“The whole message of the Christian scripture is based in the idea of metanoia, the change of heart that happens when we meet God face-to-face. Even a cursory knowledge of history reveals that Christianity is a religion about change. The Christian faith always changes--even when some of its adherents claim that it does not.”
“When outsiders claim that we are unchristian, it is a reflection of this jumbled (and predominately negative) set of perceptions. When they see Christians not acting like Jesus, they quickly conclude that the group deserves an unchristian label. Like a corrupted computer file or a bad photocopy, Christianity, they say, is no longer in pure form, and so they reject it. One quarter of outsiders say therefore most perception of Christianity is that the faith has changed for the worse. It has gotten off-track and is not what Christ intended. Modern-day Christianity no longer seems Christian.”

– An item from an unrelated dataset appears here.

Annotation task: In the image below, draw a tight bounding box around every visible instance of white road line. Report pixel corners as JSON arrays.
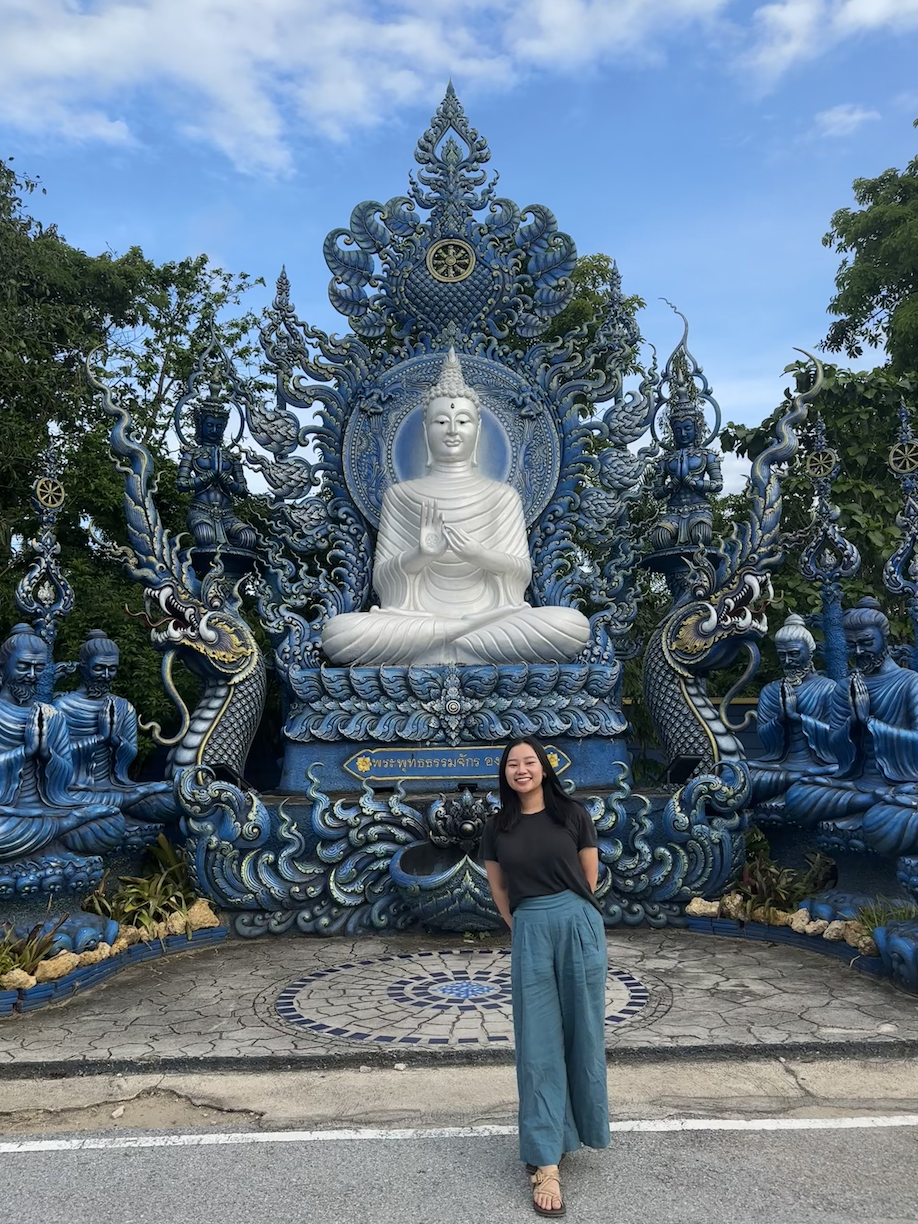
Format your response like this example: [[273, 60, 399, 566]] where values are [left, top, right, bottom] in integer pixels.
[[0, 1114, 918, 1155]]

“(About changing faith) At our best, Christians embrace it, leaving enough space within orthodoxy for God to surprise us every now and then.”
“We are settling for a Christianity that revolves around catering to ourselves when the central message of Christianity is actually about abandoning ourselves.”
“The Christian community, therefore, is that community that freely becomes oppressed, because they know that Jesus himself has defined humanity's liberation in the context of what happens to the little ones. Christians join the cause of the oppressed in the fight for justice not because of some philosophical principle of "the Good" or because of a religious feeling of sympathy for people in prison. Sympathy does not change the structures of injustice. The authentic identity of Christians with the poor is found in the claim which the Jesus-encounter lays upon their own life-style, a claim that connects the word "Christian" with the liberation of the poor. Christians fight not for humanity in general but for themselves and out of their love for concrete human beings.”
“Christianity is not just involved with "salvation", but with the total man in the total world. The Christian message begins with the existence of God forever, and then with creation. It does not begin with salvation. We must be thankful for salvation, but the Christian message is more than that. Man has a value because he is made in the image of God.”